So, today is Monday and I almost missed not having a blog every single day since I started! Hell, I didn't even post a "Demotivational Poster of the Day" today! Does that make me a bad blogger?!
Monday just might be the worst day ever created. Today at work, it was crazy busy. I barely had time to do anything, much less blog. After work, I was so drained that a did a lot of nothing. What happens when I do nothing? I think. What happens when I think? Bad things, usually.
You see, sometimes in life there are things that you want that you just can't have. I know this through experience and I've grown to deal with it in various ways. Currently, I have something that I want, but I don't have it completely. Is this a bad thing? No. Could it be better? Yes.
I'm not going to go into details quite yet. It's not the right time to go into details. All I'm saying is sometimes when you covet something that someone else has, it truly is a bad thing like it says in the Bible! WAIT! I know what you're thinking. "Is he really talking about the Bible?" Yes, I've read the Bible from cover to cover. I used to be religious and at one time studied religion as a minor in college. Religion intrigues me, but I'm not religious.

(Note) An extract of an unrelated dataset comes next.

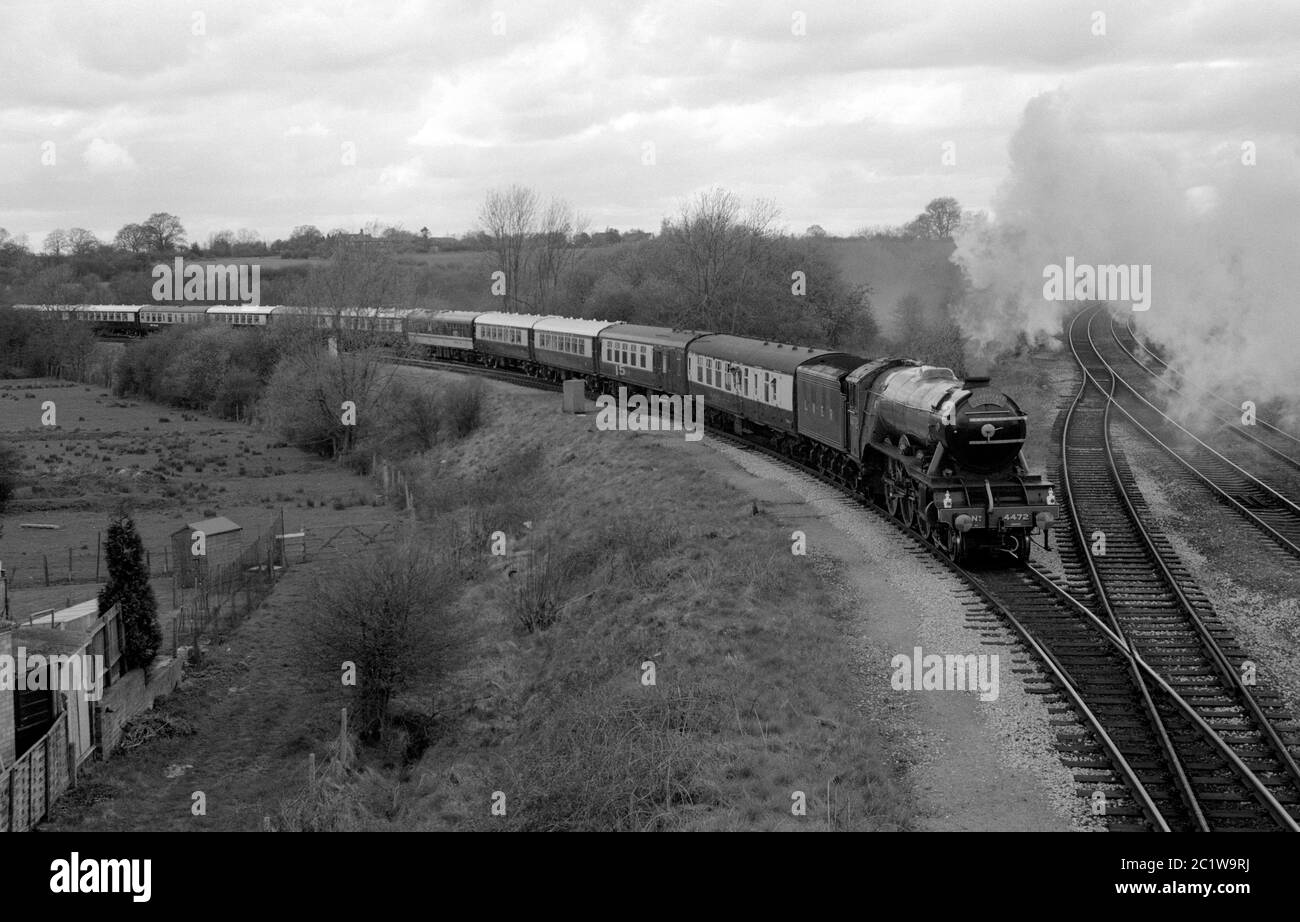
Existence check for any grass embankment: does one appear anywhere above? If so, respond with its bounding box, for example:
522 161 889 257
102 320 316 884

Sometimes I don't want to share. Does that make me a bad person? Does that mean that I am the spoiled brat that I was once told I was? I don't think someone that grew up as poor as myself can be considered spoiled. Is there such a thing as a spoiled poor person? If there is, I just might be that. I grew up an only child and whatever was mine... was just mine. I didn't have to share what was mine with anyone else. What little I had was mine and mine alone and I liked it like that dammit!
As I type this blog up, I begin to wonder what is worse. Is it worse to have a part of something rather than not having it at all? The part that I have is so great that it should make up for the part that I don't have. Right? It does most of the time. But when I'm exhausted after a hellish Monday, I think too much. People used to tell me all the time that I think too much and it used to get me into way too much trouble. I don't want to lose the little part that I have because I enjoy it and like it "probably too much". But when I think too much as I'm exhausted by myself after work, I get jealous.
I am the least jealous person that you will probably ever meet in your life. But tonight I actually felt a tad jealous. I shouldn't feel jealous. I have the best part of the thing that I like so much, but I want it all. Then I think of the possibility of what could happen. Maybe one day I'll own the whole sha-bang. Or is that just high hopes? Is this just some wild crazy dream that I've made up in my "Make-Believe Land" dreams?
Either way, I'm going to enjoy the part I have as much as possible and hope that one day I'll have the whole package.
I re-read this blog before posting it... and I confused myself... I guess that's what is going to occasionally happen in a Fnord rant. Well, goodnight folks and I'll talk to ya tomorrow!